The Sudanese diplomat explained that his country has entrusted the Ministry of Foreign Affairs with the role of creating peaceful relations with other countries. Sudan needs to treat South Sudan in a special way because the new country has more added value than other neighbours, he said, adding that his country had committed itself to promoting peaceful cooperation with South Sudan.
"Our relations could reinforce the ongoing negotiations process to reach a good result between the two countries for the interest of the citizens in both the north and South,” he said.
Few official statements have been made about what was discussed in the meeting, which was held behind closed doors. But sources within South Sudan’s Ministry of Foreign Affairs claimed the visit was a step towards boosting bilateral ties between the two nations.
“I was not in the meeting but I am told by my colleagues that number of issues aiming at promoting bilateral ties were raised and discussed. Issues relating to regular interaction between diplomats at both embassies to raise and discuss issues of concerns were brought up and the two sides have agreed to set up committees to look into them”, an official with the South Sudan Ministry of Foreign Affairs and International Cooperation told Sudan Tribune on Friday.
The official further added that the meeting had discussed making use of expertise in fighting poverty; improving living conditions in identified areas; establishing small and medium-size enterprises and industrial clusters; and making use of traditional and ancestral contacts to reactivate and promote peaceful coexistence between the two states. Other issues raised at the meeting included intensifying diplomatic efforts to resume trade exchange at the border states.
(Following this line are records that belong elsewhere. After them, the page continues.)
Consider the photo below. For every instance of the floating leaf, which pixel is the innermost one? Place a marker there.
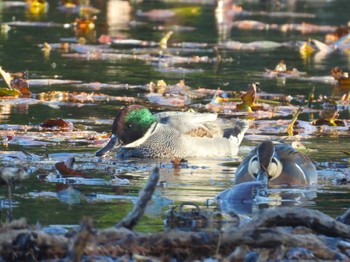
(57, 124)
(9, 92)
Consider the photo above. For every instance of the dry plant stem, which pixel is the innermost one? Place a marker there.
(268, 231)
(298, 216)
(78, 242)
(139, 208)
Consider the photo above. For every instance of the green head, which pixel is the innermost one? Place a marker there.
(132, 122)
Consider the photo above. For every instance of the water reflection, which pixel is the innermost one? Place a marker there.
(199, 180)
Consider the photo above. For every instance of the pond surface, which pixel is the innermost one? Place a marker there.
(98, 79)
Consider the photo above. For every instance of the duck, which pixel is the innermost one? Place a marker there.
(136, 132)
(277, 165)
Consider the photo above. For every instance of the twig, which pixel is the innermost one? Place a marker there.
(78, 243)
(139, 208)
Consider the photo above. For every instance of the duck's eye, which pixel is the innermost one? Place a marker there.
(253, 166)
(275, 168)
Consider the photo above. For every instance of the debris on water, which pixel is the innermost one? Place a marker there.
(55, 230)
(69, 196)
(116, 181)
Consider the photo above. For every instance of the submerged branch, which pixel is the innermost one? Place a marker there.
(139, 208)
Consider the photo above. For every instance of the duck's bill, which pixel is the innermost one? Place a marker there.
(112, 143)
(263, 179)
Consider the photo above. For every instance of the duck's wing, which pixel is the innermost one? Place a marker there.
(294, 160)
(194, 124)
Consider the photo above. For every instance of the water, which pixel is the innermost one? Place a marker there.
(199, 180)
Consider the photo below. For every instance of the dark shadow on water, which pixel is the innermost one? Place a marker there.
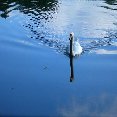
(34, 7)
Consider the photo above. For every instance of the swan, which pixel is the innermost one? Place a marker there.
(75, 47)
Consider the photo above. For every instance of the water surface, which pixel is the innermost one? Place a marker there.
(35, 67)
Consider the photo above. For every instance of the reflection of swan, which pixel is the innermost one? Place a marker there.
(75, 47)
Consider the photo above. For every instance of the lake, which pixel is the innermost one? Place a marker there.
(37, 75)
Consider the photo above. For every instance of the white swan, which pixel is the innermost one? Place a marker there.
(75, 47)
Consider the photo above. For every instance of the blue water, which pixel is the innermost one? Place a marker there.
(35, 67)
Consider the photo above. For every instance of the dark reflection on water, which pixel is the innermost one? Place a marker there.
(71, 69)
(35, 7)
(41, 14)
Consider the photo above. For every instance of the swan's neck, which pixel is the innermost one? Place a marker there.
(71, 45)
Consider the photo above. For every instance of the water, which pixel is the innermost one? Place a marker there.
(37, 76)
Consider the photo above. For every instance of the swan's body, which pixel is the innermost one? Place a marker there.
(75, 47)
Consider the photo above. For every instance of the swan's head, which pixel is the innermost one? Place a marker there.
(71, 36)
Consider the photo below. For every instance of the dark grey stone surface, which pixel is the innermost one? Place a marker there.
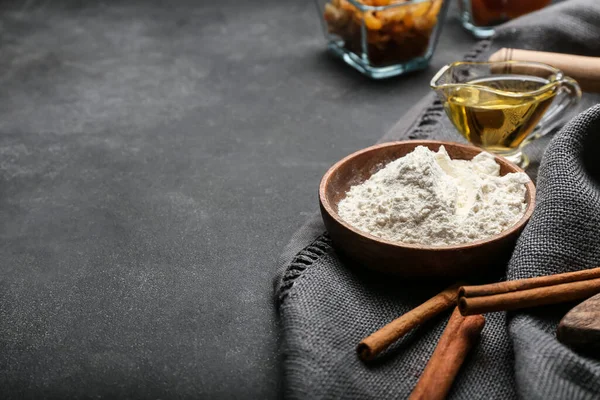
(154, 159)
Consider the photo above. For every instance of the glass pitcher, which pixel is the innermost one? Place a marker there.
(503, 106)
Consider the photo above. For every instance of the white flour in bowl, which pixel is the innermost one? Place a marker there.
(427, 198)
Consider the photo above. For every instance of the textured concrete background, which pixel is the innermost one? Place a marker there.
(154, 159)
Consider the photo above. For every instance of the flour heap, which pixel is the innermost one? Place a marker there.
(427, 198)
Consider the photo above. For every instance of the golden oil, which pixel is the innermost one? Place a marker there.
(500, 119)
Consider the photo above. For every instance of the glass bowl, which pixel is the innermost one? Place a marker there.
(382, 38)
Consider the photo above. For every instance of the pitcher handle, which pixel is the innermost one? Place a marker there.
(569, 94)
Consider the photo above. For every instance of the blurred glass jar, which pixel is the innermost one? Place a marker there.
(383, 38)
(481, 16)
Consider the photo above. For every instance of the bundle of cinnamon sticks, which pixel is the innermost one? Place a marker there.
(466, 322)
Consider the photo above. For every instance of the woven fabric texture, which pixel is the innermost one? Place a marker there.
(326, 307)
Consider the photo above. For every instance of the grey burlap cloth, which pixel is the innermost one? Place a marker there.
(326, 308)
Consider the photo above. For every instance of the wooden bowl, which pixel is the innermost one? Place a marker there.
(410, 260)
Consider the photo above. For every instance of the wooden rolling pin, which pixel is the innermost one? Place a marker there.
(585, 70)
(580, 328)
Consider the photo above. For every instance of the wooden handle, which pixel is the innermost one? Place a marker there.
(580, 328)
(585, 70)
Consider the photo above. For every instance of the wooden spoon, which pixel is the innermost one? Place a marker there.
(580, 328)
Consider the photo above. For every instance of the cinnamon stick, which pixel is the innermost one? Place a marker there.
(378, 341)
(522, 284)
(585, 70)
(458, 338)
(526, 298)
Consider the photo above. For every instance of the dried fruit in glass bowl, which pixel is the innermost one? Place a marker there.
(397, 33)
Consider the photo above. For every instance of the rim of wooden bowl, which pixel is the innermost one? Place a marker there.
(530, 198)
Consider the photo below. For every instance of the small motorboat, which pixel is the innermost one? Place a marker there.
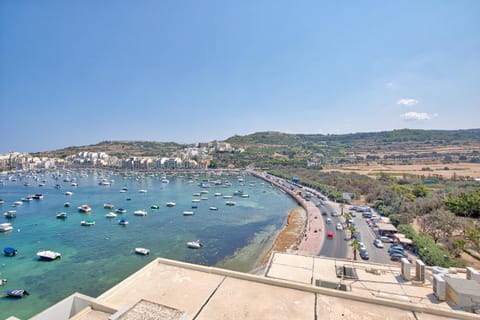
(140, 213)
(9, 251)
(61, 215)
(194, 244)
(48, 255)
(10, 214)
(87, 223)
(84, 208)
(4, 227)
(142, 251)
(17, 293)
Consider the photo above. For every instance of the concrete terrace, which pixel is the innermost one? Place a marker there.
(286, 291)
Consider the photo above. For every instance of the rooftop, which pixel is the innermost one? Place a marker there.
(292, 287)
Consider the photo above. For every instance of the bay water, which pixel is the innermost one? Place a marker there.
(96, 258)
South Sudan Undersecretary at the Ministry of Foreign Affairs and International Cooperation Charles Manyang Wol said the two ministries would exchange constant visits in order to revive and strengthen bilateral relations. He declined to offer comment on the agenda of the discussions.
The official, however, said the future stability of the economies of the two countries depend entirely on their relationship. Before relations soured and Sudan closed the border Sudan was South Sudan’s biggest trading partner and was the new nation’s only route export its oil.
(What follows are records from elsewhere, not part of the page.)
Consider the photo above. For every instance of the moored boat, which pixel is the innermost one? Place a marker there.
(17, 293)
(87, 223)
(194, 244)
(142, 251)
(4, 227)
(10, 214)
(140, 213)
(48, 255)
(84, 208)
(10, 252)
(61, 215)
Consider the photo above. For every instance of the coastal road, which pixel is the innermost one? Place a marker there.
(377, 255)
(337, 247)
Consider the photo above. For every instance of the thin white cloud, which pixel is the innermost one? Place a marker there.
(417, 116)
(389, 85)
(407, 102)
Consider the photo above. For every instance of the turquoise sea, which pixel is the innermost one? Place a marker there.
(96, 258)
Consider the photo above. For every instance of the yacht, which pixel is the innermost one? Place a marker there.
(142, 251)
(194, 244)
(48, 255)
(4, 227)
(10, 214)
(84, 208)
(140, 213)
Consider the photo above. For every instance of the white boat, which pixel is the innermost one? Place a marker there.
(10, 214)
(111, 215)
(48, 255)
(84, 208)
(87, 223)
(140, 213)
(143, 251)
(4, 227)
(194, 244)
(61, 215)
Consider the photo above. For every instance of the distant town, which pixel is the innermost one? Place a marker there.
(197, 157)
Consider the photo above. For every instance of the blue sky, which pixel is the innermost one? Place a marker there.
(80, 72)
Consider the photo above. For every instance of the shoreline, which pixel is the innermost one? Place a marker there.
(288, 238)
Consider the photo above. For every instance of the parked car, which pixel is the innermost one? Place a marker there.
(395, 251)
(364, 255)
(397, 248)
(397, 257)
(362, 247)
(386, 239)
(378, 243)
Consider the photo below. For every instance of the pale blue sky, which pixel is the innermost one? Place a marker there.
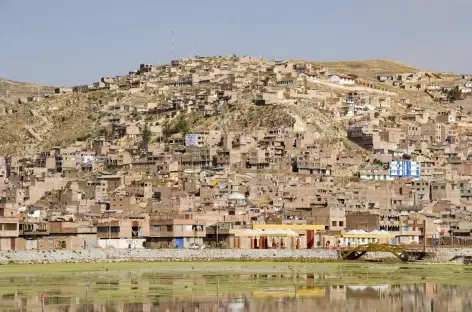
(64, 42)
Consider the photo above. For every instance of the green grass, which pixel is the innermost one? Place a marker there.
(144, 282)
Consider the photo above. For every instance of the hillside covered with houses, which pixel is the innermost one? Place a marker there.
(199, 150)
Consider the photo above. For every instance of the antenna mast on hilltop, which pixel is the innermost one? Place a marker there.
(172, 42)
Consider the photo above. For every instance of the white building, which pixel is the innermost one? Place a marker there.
(342, 79)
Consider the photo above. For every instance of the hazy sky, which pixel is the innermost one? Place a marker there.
(63, 42)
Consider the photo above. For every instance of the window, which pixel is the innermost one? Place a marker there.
(11, 227)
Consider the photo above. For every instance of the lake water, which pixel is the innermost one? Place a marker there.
(234, 287)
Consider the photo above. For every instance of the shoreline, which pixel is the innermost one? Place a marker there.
(442, 256)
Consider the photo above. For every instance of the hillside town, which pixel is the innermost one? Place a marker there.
(243, 152)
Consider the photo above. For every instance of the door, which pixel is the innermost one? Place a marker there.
(179, 242)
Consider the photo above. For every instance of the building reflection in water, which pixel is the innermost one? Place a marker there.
(146, 292)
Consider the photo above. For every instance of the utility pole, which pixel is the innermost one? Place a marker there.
(172, 42)
(217, 225)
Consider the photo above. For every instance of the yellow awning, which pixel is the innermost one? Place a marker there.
(265, 233)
"South and North share a lot in common. The future of our economies entirely depend our relations. This future is in our hands. It is waiting for us. Our generation and the next generation deserve [a] strong foundation. Relations between our citizens rely on political relations between the two states. They need peace and free movement required by the international relations," he explained.
"Let us begin that future together," he added.
In Khartoum, it was reported that Rahamat-Allah signed an agreement on the resumption of direct flights between the two countries as it was stopped four months ago.
The Sudanese official also said Khartoum and Juba are discussing ways to resume fluvial trips and to open land roads.
The two countries agreed in September 2011 to open crossing points and to organise border trade between the two sides. In November 2011 also the two neighbours inked security arrangements on the common border.
But the relations between the two sides deteriorated following the increase of attacks in South Kordofan by the Sudanese rebels that Khartoum says are backed by Juba and in January South Sudan stopped pumping oil through Sudan depriving both countries of much needed income in hard currency.